It is not the stupidest question in the world. It’s a terribly important question. But I don’t think it’s the most important question facing Twitter right now. Twitter has yet to cross the chasm to mainstream usage. It’s not immediately obvious to anyone why they should use Twitter. Search and discovery doesn’t work well on Twitter yet. There are a host of issues about the API and the developer ecosystem. Will recent reliability success continue? Can Twitter’s architecture scale now? All of these questions loom large in my mind.

As I said in the post I wrote on the Union Square Ventures blog when we first invested in Twitter,

The question everyone asks is "What is the business model?" To be completely and totally honest, we don’t yet know.

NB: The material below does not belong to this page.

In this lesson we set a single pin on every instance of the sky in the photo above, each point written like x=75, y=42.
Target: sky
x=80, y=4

The capital we are investing will go to making Twitter a better,
more reliable and robust service. That’s what the focus needs to be
right now. We’ll have plenty of time to figure out the business model
and there are many options to choose from.

That’s not entirely true anymore. Twitter has plenty of ideas on how to make money and as my friend Bijan Sabet, the other Twitter VC board member, told Chris (he handled himself a lot better than I did):

“I think it’s very normal and expected for people in this economy,
saying ‘when is Twitter going to show us how it can generate revenue,’
and the answer is ‘stay tuned, and they’re working on it,”

Twitter is working on the revenue question. And I expect we’ll all see at least one and possibly more revenue initiatives in the next year. I am not going to say more than that because it’s not my place to talk about Twitter’s business publicly.

But I do want to take back that quote. It was the stupidest answer in the world and I am sorry that I said it.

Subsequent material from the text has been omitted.